ランバン コレクション メンズと池波正太郎が出会った!

「ランバン コレクション メンズ」と池波正太郎がコラボレートした! ・・・と聞けば、誰もがびっくりするでしょう。1889年の創業以来、フランスのモードファッションの象徴であり続けるランバンという名前と、今年で生誕100周年を迎えた昭和の文豪・池波正太郎氏の名前は、なかなかリンクしないかもしれません。しかしクリエイティブディレクターの祐真朋樹が結びつけた両者のコラボレートは、決して気を衒ったものではなく、いわば必然の出会いによるものと言っても過言ではありません。ここでは、その全貌をご紹介いたします。

池波正太郎が描いたパリがTシャツになった

日本を代表する時代劇作家であると同時に、近年では食やダンディズムをテーマにしたエッセイで、没後30年以上たった今でも若者たちから人気を集める、池波正太郎氏。東京・浅草に生まれ、下町の粋を象徴する存在だった彼は、実は若かりし頃からフランス映画を愛し、晩年はたびたび旅行を楽しんだ、大のフランスびいきでした。

中でも彼が気に入っていたのは、パリの下町。『あるシネマアディクトの旅』(文春文庫)では、パリのレ・アールにあった今はなき老舗居酒屋「B・O・F」とのエピソードが綴られており、「江戸時代の下町にある居酒屋のような感じ」などと表現されています。生粋の江戸っ子である池波氏は、自身が愛し憧れた在りし日の東京と重ね合わせるように、パリの下町歩きを楽しみました。そして彼は、その旅の思い出をエッセイのみならず、いくつもの絵画に遺したのです。

そんな池波正太郎氏のエッセイを若かりし頃から愛読し、影響されてきたと語るのが、「ランバン コレクション メンズ」のクリエイティブディレクターを務める、スタイリストの祐真朋樹です。彼は、池波氏の語る江戸っ子の〝粋〟と、ランバンも提唱するフランスの〝エレガンス〟という美意識の間に、多くの共通点を発見。そして池波氏がパリをテーマに描いた3枚の絵画を、Tシャツにしました。


池波氏が描いたワインオープナーとともに、アイコンのようにTシャツに記されている言葉は、〝Le meilleur d’Edokko 粋=élégant〟。その意味は池波氏を表す「最高の江戸っ子」と、東京とパリの下町、遠く離れたふたつの街に根付いた共通する美意識「粋=エレガント」です。

型にはまらない自由な精神を持ちつつも気働きができて、決して通ぶったりしない・・・。

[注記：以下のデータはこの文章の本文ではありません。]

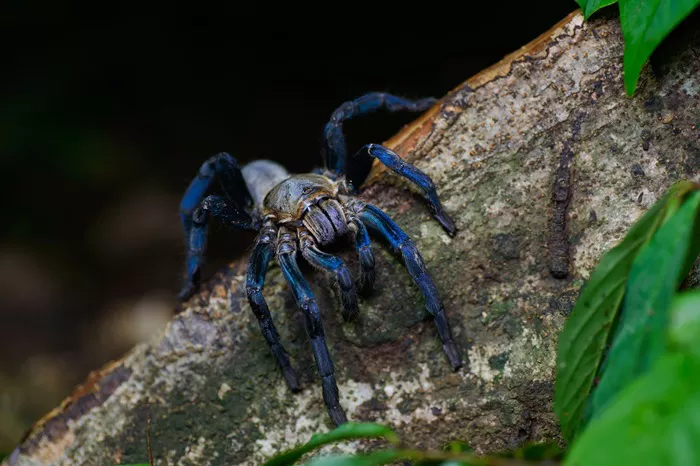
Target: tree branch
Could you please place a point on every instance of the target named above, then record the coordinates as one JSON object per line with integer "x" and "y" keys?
{"x": 543, "y": 161}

池波正太郎氏のエッセイのように、時代を超えた〝男の作法〟が、このTシャツには宿っているのです。


LANVIN COLLECTION MEN’S×SHOTARO IKENAMI
粋=élégant T

『あるシネマアディクトの旅』(文春文庫)をはじめ、多くの池波エッセイに登場する老舗居酒屋「B・O・F」と、その店主セトル・ジャンを描いた作品がプリントされたTシャツ。



シトロエンの黄色い2CV、書店へと向かうパリジャン、そして野良犬・・・。舞台こそ定かではありませんが、池波氏がこよなく愛した、パリの何気ない下町の日常が描かれた、まるで映画のワンシーンのような作品。


こちらは池波エッセイの名作『散歩のとき何か食べたくなって』(新潮文庫)の表紙になったことでも有名な作品。藤田嗣治やピカソ、キスリングといったベルエポック期のアーティストに愛された、モンパルナスの老舗カフェレストラン「ク―ポール」の紳士と給仕が描かれています。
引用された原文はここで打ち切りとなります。